By Peter Kennedy
This week’s rally in the shares of Irving Resources Inc. [IRV-CSE] has shone the spotlight on Japan, a country that in recent years has not been renowned for its gold mining operations.
This is largely because the Japanese government ordered almost all of the country’s gold mines to close during World War II so mining engineers could be redirected to base metal mines in support of the war effort. After the war, very few of the mines resumed production, resulting in a hiatus in exploration.
However, a combination of the global economic crisis and the Fukushima nuclear power plant disaster in March 2011, created the need for economic stimulus.
Changes to the mining law in 2012 subsequently opened the door for foreign companies like Irving, which could not previously operate independently in Japan.

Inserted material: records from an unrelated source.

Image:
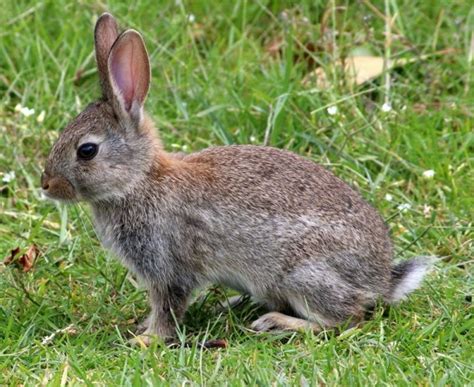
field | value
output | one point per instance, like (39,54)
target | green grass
(214,83)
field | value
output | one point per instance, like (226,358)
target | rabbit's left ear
(105,34)
(129,75)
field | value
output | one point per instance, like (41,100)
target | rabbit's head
(108,147)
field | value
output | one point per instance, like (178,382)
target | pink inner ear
(129,69)
(123,71)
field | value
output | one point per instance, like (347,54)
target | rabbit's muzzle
(57,187)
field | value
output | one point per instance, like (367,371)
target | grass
(67,321)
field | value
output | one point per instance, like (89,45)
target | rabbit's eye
(87,151)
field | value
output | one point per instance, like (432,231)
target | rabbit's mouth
(58,188)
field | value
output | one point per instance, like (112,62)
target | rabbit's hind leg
(276,321)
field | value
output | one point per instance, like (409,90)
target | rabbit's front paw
(144,340)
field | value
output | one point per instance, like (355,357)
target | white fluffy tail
(408,275)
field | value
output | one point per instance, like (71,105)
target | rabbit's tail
(407,276)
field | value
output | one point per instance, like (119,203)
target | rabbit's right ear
(105,34)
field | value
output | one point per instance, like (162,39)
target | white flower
(426,210)
(9,176)
(40,117)
(332,110)
(27,111)
(404,207)
(428,174)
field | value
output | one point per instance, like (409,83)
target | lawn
(239,72)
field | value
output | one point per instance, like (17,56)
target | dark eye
(87,151)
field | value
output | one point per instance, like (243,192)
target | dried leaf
(274,47)
(218,343)
(359,69)
(9,258)
(28,259)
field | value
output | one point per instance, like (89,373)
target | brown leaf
(28,259)
(359,69)
(218,343)
(9,258)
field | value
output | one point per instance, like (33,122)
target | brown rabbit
(263,221)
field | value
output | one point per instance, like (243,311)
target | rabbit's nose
(45,181)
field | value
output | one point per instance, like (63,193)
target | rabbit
(263,221)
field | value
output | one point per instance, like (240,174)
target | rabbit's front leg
(168,304)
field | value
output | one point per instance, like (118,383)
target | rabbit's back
(274,211)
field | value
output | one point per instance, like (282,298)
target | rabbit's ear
(129,74)
(105,34)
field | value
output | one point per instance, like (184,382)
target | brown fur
(261,220)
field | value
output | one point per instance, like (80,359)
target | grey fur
(260,220)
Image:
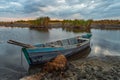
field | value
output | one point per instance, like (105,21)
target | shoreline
(91,68)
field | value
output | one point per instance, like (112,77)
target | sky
(59,9)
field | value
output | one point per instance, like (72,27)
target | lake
(103,42)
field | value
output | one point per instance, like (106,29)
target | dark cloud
(96,9)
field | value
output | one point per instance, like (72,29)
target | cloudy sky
(59,9)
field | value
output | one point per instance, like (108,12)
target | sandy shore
(92,68)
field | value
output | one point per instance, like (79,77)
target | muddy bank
(93,68)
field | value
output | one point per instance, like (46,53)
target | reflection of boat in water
(82,54)
(42,53)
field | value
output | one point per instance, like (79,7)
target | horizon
(12,10)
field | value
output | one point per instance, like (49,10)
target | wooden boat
(41,53)
(47,51)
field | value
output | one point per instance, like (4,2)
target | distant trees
(77,23)
(107,22)
(41,21)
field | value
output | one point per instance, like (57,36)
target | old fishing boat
(42,53)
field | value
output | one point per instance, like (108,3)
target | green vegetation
(46,22)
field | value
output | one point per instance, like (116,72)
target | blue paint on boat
(44,50)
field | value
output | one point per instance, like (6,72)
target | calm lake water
(103,42)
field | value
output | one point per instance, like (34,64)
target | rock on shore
(95,68)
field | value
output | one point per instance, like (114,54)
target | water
(103,42)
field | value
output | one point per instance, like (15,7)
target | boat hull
(34,58)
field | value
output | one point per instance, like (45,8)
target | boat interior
(63,43)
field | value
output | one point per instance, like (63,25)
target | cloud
(61,9)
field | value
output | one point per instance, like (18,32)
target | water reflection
(105,42)
(76,30)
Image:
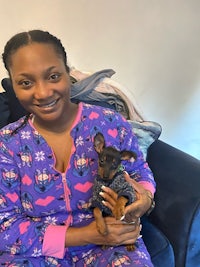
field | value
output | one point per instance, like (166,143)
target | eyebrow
(45,72)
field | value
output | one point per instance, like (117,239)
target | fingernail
(121,219)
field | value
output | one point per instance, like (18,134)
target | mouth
(47,105)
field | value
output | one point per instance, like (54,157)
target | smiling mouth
(49,105)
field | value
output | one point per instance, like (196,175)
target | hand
(118,233)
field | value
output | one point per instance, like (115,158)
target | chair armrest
(177,211)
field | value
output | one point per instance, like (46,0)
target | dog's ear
(99,142)
(126,155)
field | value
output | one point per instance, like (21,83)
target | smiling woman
(48,165)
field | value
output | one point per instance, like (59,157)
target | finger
(109,192)
(138,187)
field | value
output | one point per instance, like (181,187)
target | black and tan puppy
(110,174)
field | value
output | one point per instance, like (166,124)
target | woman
(48,165)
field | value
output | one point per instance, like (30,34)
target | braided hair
(25,38)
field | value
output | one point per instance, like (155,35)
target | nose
(41,90)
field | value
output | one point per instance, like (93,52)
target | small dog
(110,174)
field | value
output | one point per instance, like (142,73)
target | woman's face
(40,81)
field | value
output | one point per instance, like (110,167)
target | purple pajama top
(38,203)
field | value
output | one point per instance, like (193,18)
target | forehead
(34,56)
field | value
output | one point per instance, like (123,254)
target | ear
(126,155)
(99,142)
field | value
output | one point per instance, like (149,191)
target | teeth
(49,105)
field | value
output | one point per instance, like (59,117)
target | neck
(60,125)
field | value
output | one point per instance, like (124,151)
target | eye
(54,77)
(25,84)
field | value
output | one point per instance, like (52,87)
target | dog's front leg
(118,211)
(101,225)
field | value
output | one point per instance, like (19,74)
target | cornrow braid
(26,38)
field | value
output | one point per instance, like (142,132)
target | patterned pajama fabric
(34,195)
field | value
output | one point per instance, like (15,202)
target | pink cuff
(54,241)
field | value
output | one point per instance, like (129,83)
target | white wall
(153,45)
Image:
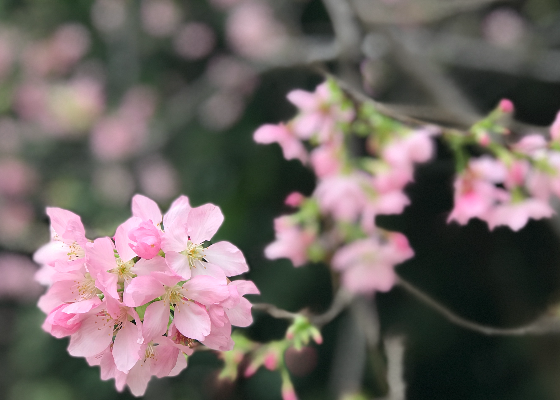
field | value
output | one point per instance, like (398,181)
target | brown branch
(341,300)
(542,326)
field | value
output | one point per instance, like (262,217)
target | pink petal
(67,225)
(122,240)
(166,357)
(180,365)
(94,335)
(204,268)
(204,222)
(146,209)
(228,257)
(192,320)
(240,315)
(303,100)
(156,318)
(175,218)
(137,379)
(245,287)
(146,267)
(178,263)
(126,347)
(141,290)
(206,290)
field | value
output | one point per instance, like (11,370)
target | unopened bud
(506,106)
(294,199)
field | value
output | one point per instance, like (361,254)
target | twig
(341,300)
(542,326)
(275,311)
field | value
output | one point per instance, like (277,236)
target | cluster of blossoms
(511,184)
(337,222)
(137,304)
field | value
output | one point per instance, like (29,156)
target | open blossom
(115,297)
(367,265)
(319,114)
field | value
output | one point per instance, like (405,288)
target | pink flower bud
(317,337)
(506,106)
(250,370)
(271,360)
(288,393)
(484,139)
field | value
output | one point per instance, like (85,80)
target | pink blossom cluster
(337,223)
(138,303)
(514,185)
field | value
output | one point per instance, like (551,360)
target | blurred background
(103,99)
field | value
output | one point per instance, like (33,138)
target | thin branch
(341,301)
(275,311)
(542,326)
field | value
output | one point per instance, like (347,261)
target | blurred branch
(346,29)
(341,301)
(414,12)
(394,349)
(431,77)
(542,326)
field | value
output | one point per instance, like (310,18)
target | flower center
(87,289)
(173,295)
(194,252)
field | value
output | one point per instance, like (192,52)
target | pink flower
(475,190)
(147,238)
(326,159)
(253,31)
(342,196)
(291,242)
(100,325)
(367,265)
(555,128)
(186,229)
(189,300)
(319,115)
(517,214)
(294,199)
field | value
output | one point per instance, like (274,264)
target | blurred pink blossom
(504,27)
(68,44)
(367,265)
(225,4)
(17,281)
(229,73)
(63,109)
(15,220)
(17,178)
(10,138)
(194,41)
(125,133)
(158,179)
(291,242)
(6,56)
(114,183)
(160,17)
(254,32)
(117,138)
(108,15)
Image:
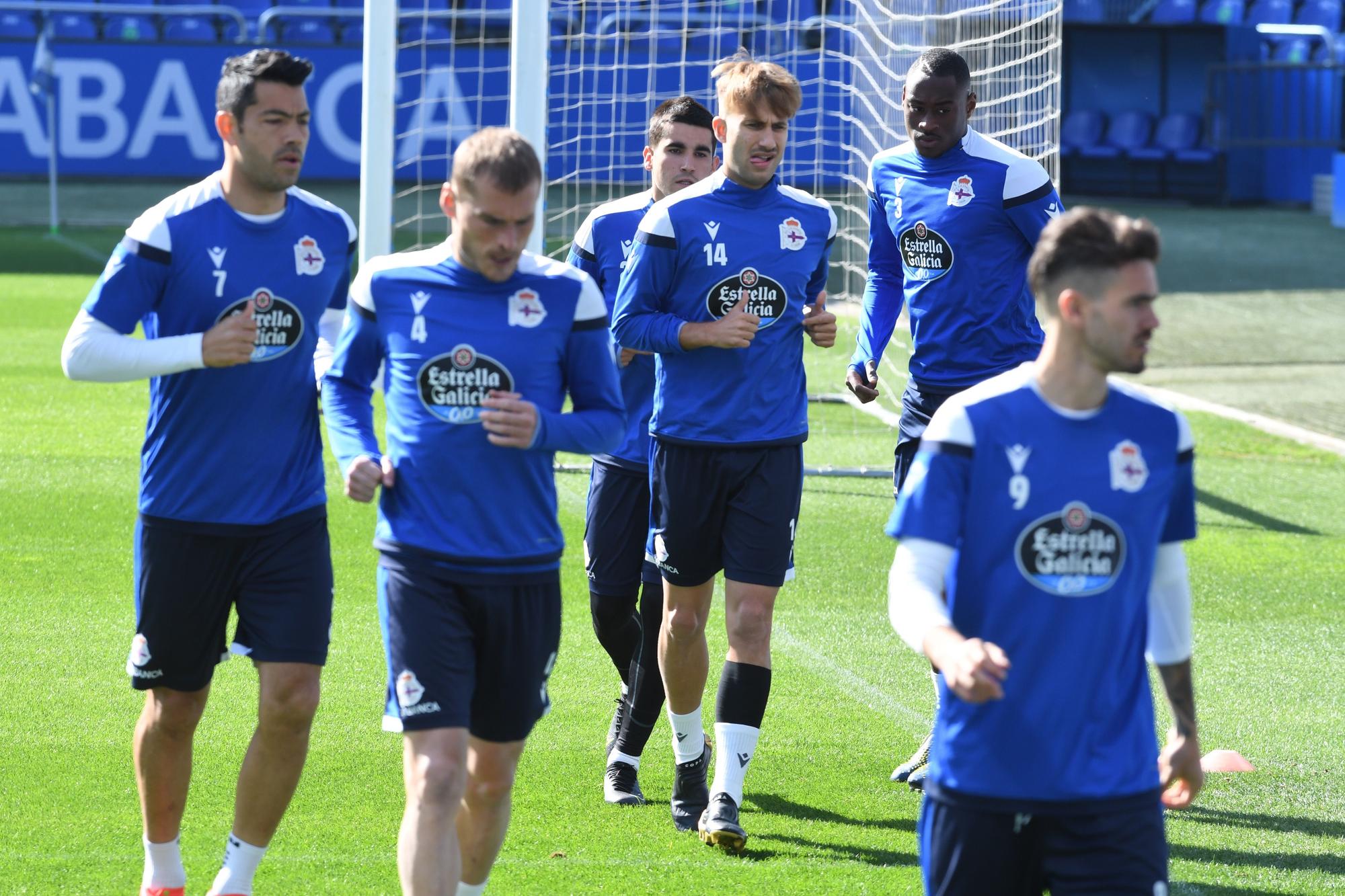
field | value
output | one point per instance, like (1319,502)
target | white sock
(688,735)
(735,748)
(163,864)
(618,756)
(241,862)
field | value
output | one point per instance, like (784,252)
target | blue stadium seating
(1323,13)
(1176,132)
(73,26)
(1223,11)
(1270,13)
(1174,13)
(130,28)
(1082,128)
(20,26)
(190,30)
(1085,11)
(1128,131)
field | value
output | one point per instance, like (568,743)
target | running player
(482,343)
(953,218)
(724,282)
(680,151)
(1050,505)
(239,283)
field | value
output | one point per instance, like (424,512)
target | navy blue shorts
(969,850)
(617,528)
(918,407)
(467,651)
(189,576)
(731,509)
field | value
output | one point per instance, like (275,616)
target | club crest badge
(792,235)
(527,309)
(309,257)
(961,193)
(1129,471)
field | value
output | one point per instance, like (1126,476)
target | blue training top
(1056,518)
(952,239)
(231,446)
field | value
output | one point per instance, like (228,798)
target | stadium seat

In May 2016, Irving incorporated a wholly-owned Japanese subsidiary company called Irving Resources Japan Godo Kaisha (GK), a move that enabled the company to acquire and hold exploration and mining rights in Japan.
Three months later, the Irving subsidiary secured the 2.98 km2 Omui mining license on the island of Hokkaido. To augment its land position, Irving has filed 55 prospecting licenses covering an additional 170.56 km2 of prospective ground encompassing the entirety of the northeast-trending Omu volcanic graben, host to multiple high-grade epithermal gold-silver veins exploited at the historic Omui and Hokuryu mines prior to World War II.
On November 5, 2019, Irving shares rose jumping 22.5% to $2.77 after the company said it has encountered significant gold-silver mineralization while drilling on its Omu Gold Project.
In an update, the company said all eight widely-spaced drill holes in the Omu Sinter area of the project encountered significant gold-silver mineralization, including notable vein intercepts in seven of eight holes.
Irving has said it believes the Omu volcanic graben has the potential to host significant undiscovered high-grade veins. In April 2019, Newmont Goldcorp Corp., [NGT-TSX; NEM-NYSE] signalled that it shared that view by acquiring 3.7 million Irving shares for $2.16 a share, marking a total investment of US$6 million.
However, it is clear that exploration in Japan comes with some unique challenges. According to a November, 2018 technical report on the Omu property that was prepared for Irving by U.K-based SRK Exploration Services Ltd., Irving recognizes the social and environmental sensitivities with which exploration and mining must adhere to in Japan.
As a result, the company has developed the following strategy: Irving is aiming to identify and develop mineral deposits that contain gold mineralisation with a high silica content that can be used as a smelter flux/solvent in the flash furnace process, thus negating the need to develop an on-site gold processing plant.
It is a concept that is used at the Hishikari gold mine in Kyushu, Japan, which feeds its gold-bearing ore to the Toyo copper smelter and refinery. The company is mindful that mineralization should also have low sulphur and other deleterious elements that would prevent its use as a smelter flux.
Irving is aware that any deposit should be exploitable by underground methods to reduce the surface footprint of the mine, and be close to port facilities to aid shipping of ore to aid Japanese smelters and refineries.
The report by SRK says Irving understands that working in Japan is founded on building good relationships and trust. To facilitate this understanding, most of the Irving team is Japanese and the company has built a long-standing relationship with Japan Oil, Gas and Metals National Corporation (JOGMEC).
Irving’s flagship Omu property is located in the northeast of Hokkaido Island, about 200 km northeast of the regional capital of Sapporo. The small coastal town of Omu (population 4,600) sits on the property’s eastern boundary.
As of May, 2018, through its wholly-owned Japanese subsidiary, Irving holds 45 hardrock prospecting rights for the exploration for gold, silver, copper, lead, zinc, silicates and feldspar and one hardrock gold-silver silicate mining right.
Together, these rights make up the Omu property and have a combined area of 15,501 hectares. The property contains two historically exploited gold-silver deposits, known as Omui, and Hokuryu. Despite their limited production, it confirms the presence of historically exploitable precious metal mineralisation, SRK said in its report.
“The haitus in exploration and mining suggests that the region is likely to be under-explored and has not been subject to contemporary exploration understanding, or methods,” SRK said.
So far, eight diamond drill holes have been completed at Omui Mine site, totalling approximately 1,300 metres. Irving expects to complete several more drill holes before winter break in mid-December, perhaps totalling 3,000 metres of the planned 5,000-metre Phase One program.
Completion of Phase One is expected by May, 2020, the company has said.